In 1940 Lithuania fell under Soviet-rule
and everywhere in Lithuania there were groups of resistance to be found,
fighting against the Soviets. In Pakruojis and surroundings the Pakruojis
Squad was founded, organised and headed by
Antanas Gasciunas and
Zukauskas. About a hundred men took part in this squad. The name of the
squad was Saulys .
In June 1941, about ten days before the
German invasion, two Jewish families from Pakruojis, namely
Kolitzman and
Kaplan
were forced by the Soviets to leave Pakruojis for Siberia. In this way they
would survive (which they never should have imagined at that time). Actually
they live in Israel now.
(source Rachel Morgenstern) :
Eight days before the German attack on the USSR, two
Jewish families who owned businesses, Kolitzman and Kaplan, were
arrested and deported from Pakroy to Siberia as enemies of the Soviet Union.
This was a blessing in disguise. They all survived the deportation, and the
younger generation immigrated to Israel in 1990. One of them – already about eighty
years old – Rochel Kolitzman – lives in Rechovot and I occasionally
visit her. In Siberia they were sent to a kolkhoz, then they moved to
Prokopievsk in the Kuzbaz coal-mining area where her father first had work
underground as a miner but later managed to find a job as a technician. After
the war they went to Lithuania, to Vilna, but as they were there without
permits they were scared of being arrested so they left Vilna and moved to the
south, to Kirgizstan.
I seem to remember that Chana Nurok, a Pakroyer living
in Tel Aviv, (Rochel Kolitzman’s aunt) told Mum that
David Maisel was
indeed on the Siberia deportation list but, as he was scared of being
sent there, with two young children, he bribed the Soviet authorities and had
his name removed from the list. He was the richest Jew in Pakroy and
logically should have been amongst the first to be deported. Rochel Kolitzman
thinks that he was on the list for the next shipment but the Russians did
not manage, the Germans invaded Lithuania a week later. Rochel clearly remembers
the arrest: it was early on a Shabbat morning and she cried as she was being
parted from Taibe Maisel who not only was her best friend but also her
cousin (their mothers were sisters). She was already outside the house when
she decided to go back and take the photograph albums. She still has all
these old photographs with her, in Rechovot.
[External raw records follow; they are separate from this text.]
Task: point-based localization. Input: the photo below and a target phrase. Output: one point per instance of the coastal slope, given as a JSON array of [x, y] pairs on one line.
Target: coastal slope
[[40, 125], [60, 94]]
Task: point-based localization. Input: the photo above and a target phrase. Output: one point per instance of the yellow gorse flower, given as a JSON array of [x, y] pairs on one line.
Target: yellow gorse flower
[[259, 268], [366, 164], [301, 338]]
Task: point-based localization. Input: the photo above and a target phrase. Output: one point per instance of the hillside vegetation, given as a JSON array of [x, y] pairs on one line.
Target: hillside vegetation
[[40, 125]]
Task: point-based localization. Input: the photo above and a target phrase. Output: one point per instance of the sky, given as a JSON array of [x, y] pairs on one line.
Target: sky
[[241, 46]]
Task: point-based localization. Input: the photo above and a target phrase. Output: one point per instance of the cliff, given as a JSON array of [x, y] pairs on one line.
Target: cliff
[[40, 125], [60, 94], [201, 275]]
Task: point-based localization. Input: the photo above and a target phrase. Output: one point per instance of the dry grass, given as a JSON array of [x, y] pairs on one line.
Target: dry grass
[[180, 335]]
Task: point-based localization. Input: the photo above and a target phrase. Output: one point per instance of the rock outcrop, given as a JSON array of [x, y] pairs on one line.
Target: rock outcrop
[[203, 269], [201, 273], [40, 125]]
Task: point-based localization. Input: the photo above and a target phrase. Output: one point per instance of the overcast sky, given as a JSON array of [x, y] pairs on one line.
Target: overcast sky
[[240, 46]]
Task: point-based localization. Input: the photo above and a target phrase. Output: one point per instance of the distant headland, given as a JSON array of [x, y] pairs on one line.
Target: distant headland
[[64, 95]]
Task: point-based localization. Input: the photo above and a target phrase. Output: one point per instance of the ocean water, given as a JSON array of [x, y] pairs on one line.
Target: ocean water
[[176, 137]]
In early July 1941, when the Germans occupied Lithuania and had
driven back the Soviets, the activities of these squad continued to exist for
several months. Afterwards the active squad members enlisted in police-
and self-defense units. The Germans appointed the lawyer
Petras Pozela as
the chief of the Pakruojis Squad. The Germans, Petras Pozela and his men
together with the squad of Linkuva, a town near Pakruojis, were
responsible for the atrocious killings of the Jewish men, women and children of
Pakruojis in 1941; the men (appr.100), accompanied by their rabbi were
shot by the Germans in July 1941 and the women and children ( appr. 200)
were shot by the Pakruojis and the Linkuva Squad (the white arm-banders) in
August 1941, all at Morkakalnis, about 2 km. from Pakruojis.
The Jewish community of Pakruojis didn't exist anymore.